Каждая новая мысль, стучавшаяся в его мозг, делала Иели подозрительным; казалось, он обнюхивает ее с таким же диким недоверием, как это делала Разноглазая. Однако он ничему не удивлялся. Когда ему сказали, что в городе лошадей запрягают в экипажи, он остался невозмутимым, сохранив ту маску восточного равнодушия, которая составляет отличительную особенность сицилийского крестьянина. Казалось, он инстинктивно укрывается за стенами невежества — этой крепости бедняков. Если у него не хватало доводов, он каждый раз с упрямой, почти хитрой улыбкой повторял: «Я ведь бедняк, я ничего не знаю».

Иели попросил своего друга написать имя «Мара» на клочке бумаги, который он бог знает где нашел: он собирал все, что видел на земле, — и завернул бумажку в тряпочку. Однажды, помолчав немного и озабоченно посмотрев по сторонам, мальчик с самым серьезным видом сказал Альфонсо:

— У меня есть возлюбленная.

Альфонсо, хотя и умел читать, вытаращил глаза.
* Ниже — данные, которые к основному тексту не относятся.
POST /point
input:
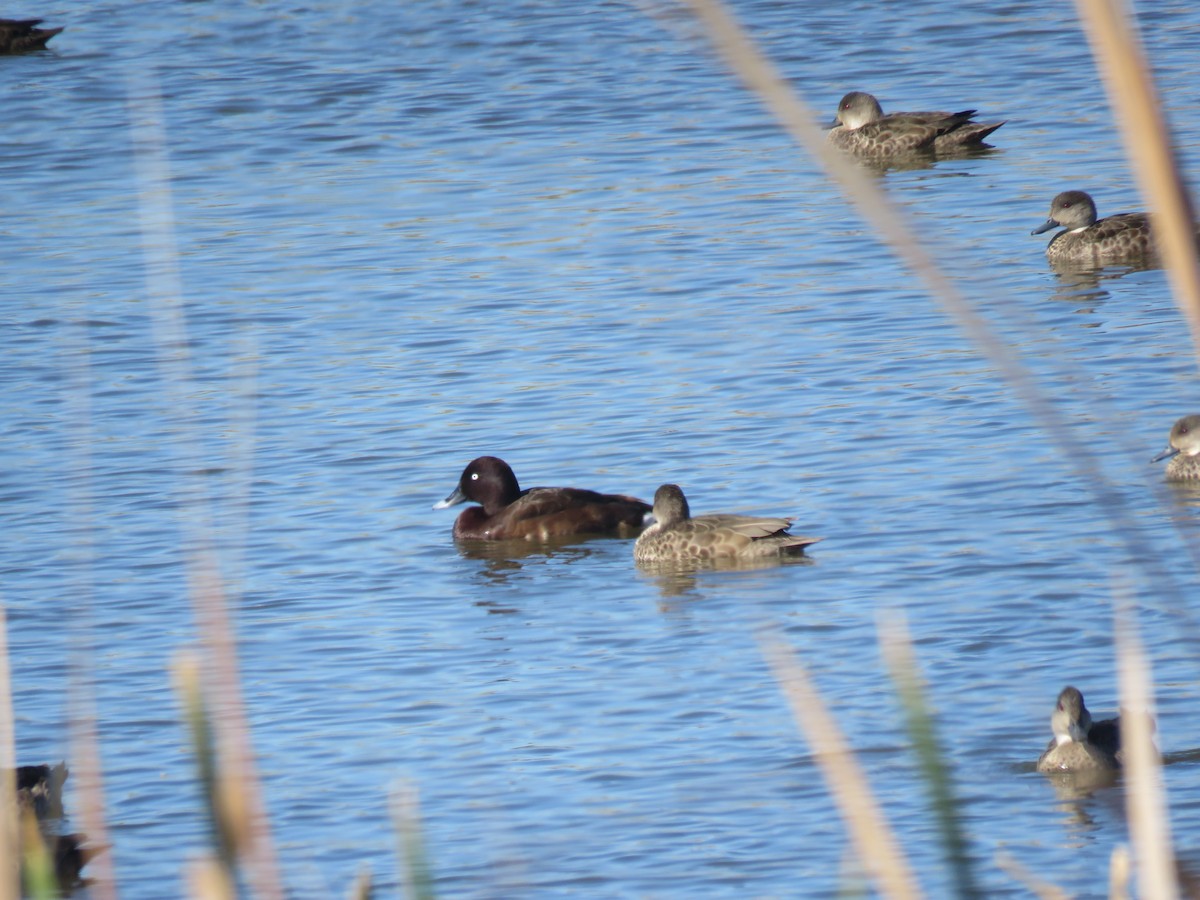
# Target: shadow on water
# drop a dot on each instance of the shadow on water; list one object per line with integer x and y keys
{"x": 504, "y": 559}
{"x": 679, "y": 579}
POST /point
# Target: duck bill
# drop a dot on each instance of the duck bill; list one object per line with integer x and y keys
{"x": 456, "y": 496}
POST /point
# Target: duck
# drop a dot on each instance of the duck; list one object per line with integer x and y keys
{"x": 535, "y": 514}
{"x": 1087, "y": 240}
{"x": 1182, "y": 450}
{"x": 23, "y": 35}
{"x": 1079, "y": 744}
{"x": 676, "y": 535}
{"x": 863, "y": 130}
{"x": 40, "y": 789}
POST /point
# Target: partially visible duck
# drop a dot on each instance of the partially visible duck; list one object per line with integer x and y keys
{"x": 677, "y": 535}
{"x": 1122, "y": 239}
{"x": 1079, "y": 744}
{"x": 867, "y": 132}
{"x": 40, "y": 789}
{"x": 537, "y": 514}
{"x": 1183, "y": 445}
{"x": 23, "y": 35}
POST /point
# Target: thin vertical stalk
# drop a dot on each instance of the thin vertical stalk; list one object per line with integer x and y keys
{"x": 207, "y": 589}
{"x": 10, "y": 868}
{"x": 1145, "y": 796}
{"x": 876, "y": 846}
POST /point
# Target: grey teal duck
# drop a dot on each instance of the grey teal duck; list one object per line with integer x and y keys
{"x": 864, "y": 131}
{"x": 23, "y": 35}
{"x": 1080, "y": 745}
{"x": 676, "y": 535}
{"x": 1182, "y": 450}
{"x": 1122, "y": 239}
{"x": 535, "y": 514}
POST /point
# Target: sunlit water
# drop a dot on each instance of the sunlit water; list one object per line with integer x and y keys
{"x": 411, "y": 234}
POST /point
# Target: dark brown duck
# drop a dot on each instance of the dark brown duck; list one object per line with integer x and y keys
{"x": 679, "y": 537}
{"x": 23, "y": 35}
{"x": 537, "y": 514}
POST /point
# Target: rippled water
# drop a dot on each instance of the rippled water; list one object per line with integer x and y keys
{"x": 412, "y": 234}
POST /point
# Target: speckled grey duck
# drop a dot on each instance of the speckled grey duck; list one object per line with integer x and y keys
{"x": 23, "y": 35}
{"x": 1182, "y": 450}
{"x": 867, "y": 132}
{"x": 678, "y": 535}
{"x": 1122, "y": 239}
{"x": 537, "y": 514}
{"x": 1079, "y": 744}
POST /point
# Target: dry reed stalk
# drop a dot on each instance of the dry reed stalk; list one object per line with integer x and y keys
{"x": 1132, "y": 94}
{"x": 1043, "y": 889}
{"x": 1119, "y": 873}
{"x": 879, "y": 852}
{"x": 1150, "y": 828}
{"x": 85, "y": 773}
{"x": 897, "y": 648}
{"x": 406, "y": 816}
{"x": 10, "y": 867}
{"x": 207, "y": 591}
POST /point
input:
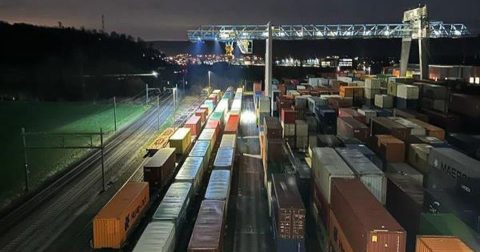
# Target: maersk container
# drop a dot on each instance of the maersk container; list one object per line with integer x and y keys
{"x": 191, "y": 171}
{"x": 224, "y": 159}
{"x": 218, "y": 186}
{"x": 181, "y": 140}
{"x": 372, "y": 177}
{"x": 157, "y": 236}
{"x": 406, "y": 170}
{"x": 229, "y": 141}
{"x": 174, "y": 205}
{"x": 115, "y": 221}
{"x": 202, "y": 149}
{"x": 461, "y": 169}
{"x": 367, "y": 152}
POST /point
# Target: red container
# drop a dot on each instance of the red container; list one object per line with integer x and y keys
{"x": 288, "y": 116}
{"x": 159, "y": 168}
{"x": 367, "y": 225}
{"x": 232, "y": 124}
{"x": 195, "y": 125}
{"x": 202, "y": 113}
{"x": 208, "y": 232}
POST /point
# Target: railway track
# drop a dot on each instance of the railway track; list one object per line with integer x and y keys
{"x": 40, "y": 220}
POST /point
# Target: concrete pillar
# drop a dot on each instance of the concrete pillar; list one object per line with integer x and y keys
{"x": 405, "y": 55}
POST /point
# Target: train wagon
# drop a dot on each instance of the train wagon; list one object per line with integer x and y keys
{"x": 112, "y": 225}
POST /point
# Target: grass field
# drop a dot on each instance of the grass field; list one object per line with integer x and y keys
{"x": 49, "y": 117}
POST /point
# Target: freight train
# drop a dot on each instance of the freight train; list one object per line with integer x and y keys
{"x": 194, "y": 147}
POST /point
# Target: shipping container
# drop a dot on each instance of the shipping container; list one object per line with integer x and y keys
{"x": 326, "y": 165}
{"x": 405, "y": 199}
{"x": 382, "y": 125}
{"x": 209, "y": 228}
{"x": 194, "y": 124}
{"x": 415, "y": 129}
{"x": 418, "y": 157}
{"x": 209, "y": 135}
{"x": 288, "y": 208}
{"x": 461, "y": 169}
{"x": 367, "y": 225}
{"x": 191, "y": 171}
{"x": 157, "y": 236}
{"x": 159, "y": 168}
{"x": 115, "y": 221}
{"x": 219, "y": 185}
{"x": 440, "y": 243}
{"x": 232, "y": 124}
{"x": 449, "y": 224}
{"x": 368, "y": 173}
{"x": 405, "y": 170}
{"x": 174, "y": 205}
{"x": 348, "y": 127}
{"x": 181, "y": 140}
{"x": 224, "y": 159}
{"x": 367, "y": 152}
{"x": 390, "y": 148}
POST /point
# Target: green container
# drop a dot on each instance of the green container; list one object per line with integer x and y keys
{"x": 448, "y": 224}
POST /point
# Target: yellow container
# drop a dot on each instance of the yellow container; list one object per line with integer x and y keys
{"x": 117, "y": 218}
{"x": 181, "y": 140}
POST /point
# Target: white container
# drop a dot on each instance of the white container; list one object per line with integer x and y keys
{"x": 384, "y": 101}
{"x": 370, "y": 175}
{"x": 288, "y": 129}
{"x": 301, "y": 128}
{"x": 157, "y": 236}
{"x": 415, "y": 129}
{"x": 326, "y": 165}
{"x": 373, "y": 83}
{"x": 407, "y": 91}
{"x": 406, "y": 170}
{"x": 370, "y": 93}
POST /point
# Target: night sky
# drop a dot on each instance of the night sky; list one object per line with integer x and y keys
{"x": 169, "y": 19}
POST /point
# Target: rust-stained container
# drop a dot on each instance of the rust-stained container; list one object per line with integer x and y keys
{"x": 159, "y": 168}
{"x": 382, "y": 125}
{"x": 391, "y": 148}
{"x": 116, "y": 219}
{"x": 348, "y": 127}
{"x": 405, "y": 199}
{"x": 194, "y": 124}
{"x": 202, "y": 113}
{"x": 272, "y": 128}
{"x": 232, "y": 124}
{"x": 208, "y": 232}
{"x": 366, "y": 224}
{"x": 289, "y": 210}
{"x": 181, "y": 140}
{"x": 439, "y": 243}
{"x": 432, "y": 130}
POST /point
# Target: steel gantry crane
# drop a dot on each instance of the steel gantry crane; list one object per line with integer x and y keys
{"x": 415, "y": 26}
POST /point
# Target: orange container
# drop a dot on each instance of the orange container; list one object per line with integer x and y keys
{"x": 434, "y": 243}
{"x": 202, "y": 113}
{"x": 117, "y": 218}
{"x": 195, "y": 125}
{"x": 232, "y": 124}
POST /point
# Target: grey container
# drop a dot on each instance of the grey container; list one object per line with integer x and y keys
{"x": 191, "y": 171}
{"x": 224, "y": 159}
{"x": 174, "y": 204}
{"x": 157, "y": 236}
{"x": 218, "y": 186}
{"x": 406, "y": 170}
{"x": 460, "y": 169}
{"x": 370, "y": 175}
{"x": 228, "y": 141}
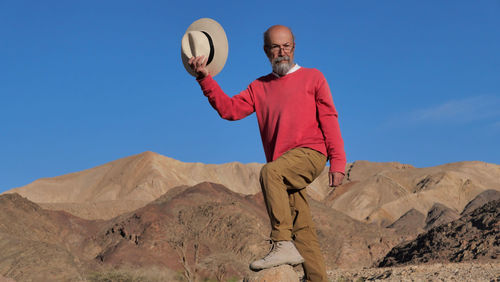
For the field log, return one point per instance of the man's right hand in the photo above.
(199, 66)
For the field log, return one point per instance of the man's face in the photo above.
(280, 48)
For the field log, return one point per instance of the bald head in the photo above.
(279, 46)
(278, 32)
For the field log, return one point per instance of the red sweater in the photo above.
(295, 110)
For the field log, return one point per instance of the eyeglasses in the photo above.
(276, 48)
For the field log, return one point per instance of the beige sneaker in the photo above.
(282, 252)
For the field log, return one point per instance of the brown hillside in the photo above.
(382, 193)
(475, 236)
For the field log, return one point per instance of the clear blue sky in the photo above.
(83, 83)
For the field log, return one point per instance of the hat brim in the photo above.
(220, 45)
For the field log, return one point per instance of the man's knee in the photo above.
(269, 170)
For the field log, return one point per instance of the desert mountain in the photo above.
(129, 183)
(35, 241)
(474, 236)
(383, 192)
(379, 193)
(206, 230)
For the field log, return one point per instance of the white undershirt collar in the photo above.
(294, 68)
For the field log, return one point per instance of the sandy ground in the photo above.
(429, 272)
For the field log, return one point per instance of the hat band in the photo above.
(212, 49)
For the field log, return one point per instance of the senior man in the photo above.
(300, 131)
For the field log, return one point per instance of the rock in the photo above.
(480, 200)
(439, 214)
(5, 279)
(282, 273)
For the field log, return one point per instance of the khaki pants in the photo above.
(283, 181)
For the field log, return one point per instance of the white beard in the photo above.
(282, 68)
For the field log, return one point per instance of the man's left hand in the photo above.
(335, 178)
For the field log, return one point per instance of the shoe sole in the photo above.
(288, 263)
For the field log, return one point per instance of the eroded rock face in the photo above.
(474, 236)
(282, 273)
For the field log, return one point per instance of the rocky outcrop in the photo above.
(474, 236)
(282, 273)
(439, 214)
(480, 200)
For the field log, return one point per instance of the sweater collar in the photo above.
(294, 68)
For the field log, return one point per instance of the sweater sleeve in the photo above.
(328, 121)
(230, 108)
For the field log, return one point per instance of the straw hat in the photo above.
(205, 37)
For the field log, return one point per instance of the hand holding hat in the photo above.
(204, 48)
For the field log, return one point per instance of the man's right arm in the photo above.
(230, 108)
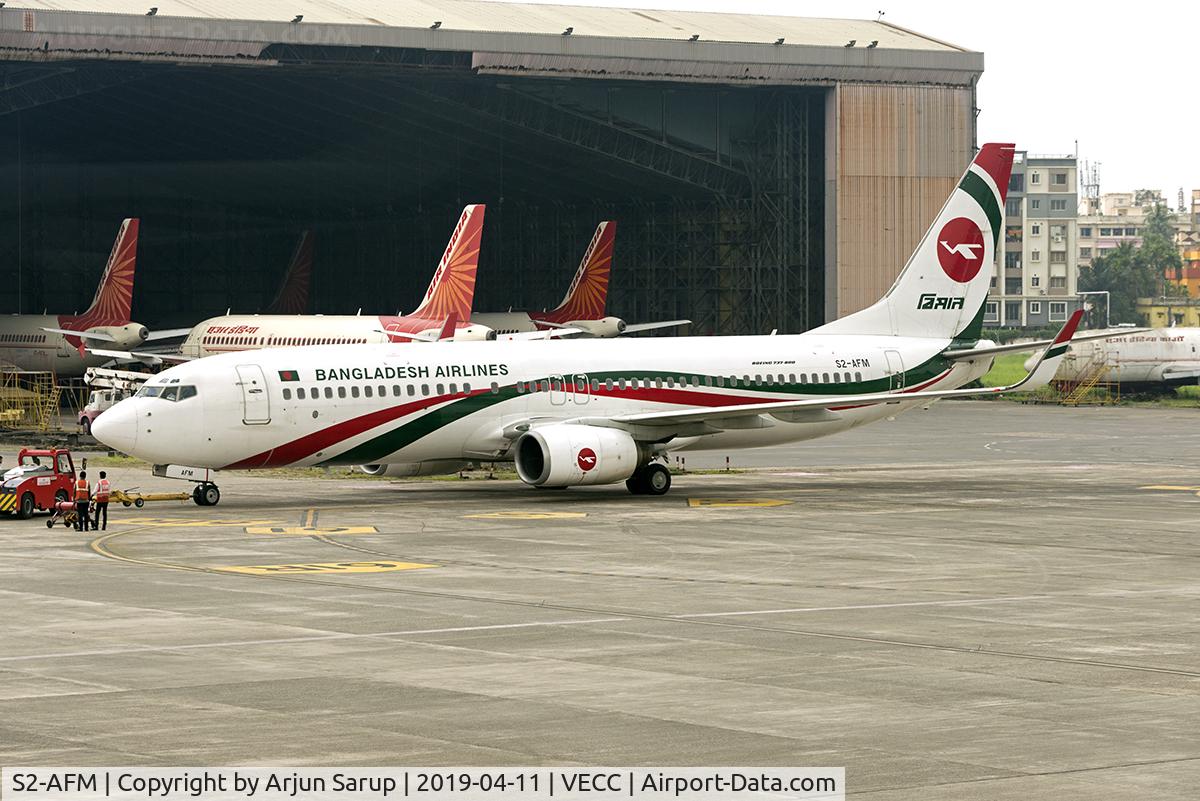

— Да, — повторил Иели, — Мара, дочь дядюшки Агриппино; она жила здесь, а теперь — в Маринео, там, внизу, в большом доме, который виден с конского выгона.

— Да ну! Значит, ты женишься?

— Да, когда вырасту большой и буду получать шесть унций в год за работу. Мара еще ничего не знает.

— Почему же ты не сказал ей?

Иели покачал головой и задумался. Потом размотал тряпочку и развернул клочок бумаги с надписью.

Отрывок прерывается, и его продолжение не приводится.